Chapter IXX: Seekbio: Retrieval of Spatial Relations for System Biology
    Christophe Jouis, Université Paris III - Sorbonne Nouvelle, France
    Magali Roux-Rouquié , LIP6, ACASA team, France
    Jean-Gabriel Ganascia, LIP6, ACASA team, France

    Identical molecules could play different roles depending of the relations they may have with different partners embedded in different processes, at different time and/or localization. To address such intricate networks that account for the complexity of living systems, systems biology is an emerging field that aims at understanding such dynamic interactions from the knowledge of their components and the relations between these components. Among main issues in system biology, knowledge on entities spatial relations is of importance to assess the topology of biological networks. In this perspective, mining data and texts could afford specific clues. To address this issue the authors examine the use of contextual exploration method to develop extraction rules that can retrieve information on relations between biological entities in scientific literature. They propose the system Seekbio that could be plugged at Pubmed output as an interface between results of PubMed query and articles selection following spatial relationships requests.
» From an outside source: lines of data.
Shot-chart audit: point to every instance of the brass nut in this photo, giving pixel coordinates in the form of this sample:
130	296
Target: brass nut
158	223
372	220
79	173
Conclusion and Perspectives
Chapter XX: The New Frontier - Analysing Clinical Notes for Translation Research - Back to the Future
    Jon Patrick, The University of Sydney, Australia
    Pooyan Asgari, The University of Sydney, Australia

    There have been few studies of large corpora of narrative notes collected from the health clinicians working at the point of care. This paper describes the principle issues in analysing a corpus of 44 million words of clinical notes drawn from the Intensive Care Service of a Sydney hospital. The study identifies many of the processing difficulties in dealing with written materials that have a high degree of informality, written in circumstances where the authors are under significant time pressures, and containing a large technical lexicon, in contrast to formally published material. Recommendations on the processing tasks needed to turn such materials into a more usable form are provided. The chapter argues that these problems require a return to issues of 30 years ago that have been mostly solved for computational linguists but need to be revisited for this entirely new genre of materials. In returning to the past and studying the contents of these materials in retrospective studies we can plan to go forward to a future that provides technologies that better support clinicians. They need to produce both lexically and grammatically higher quality texts that can then be leveraged successfully for advanced translational research thereby bolstering its momentum.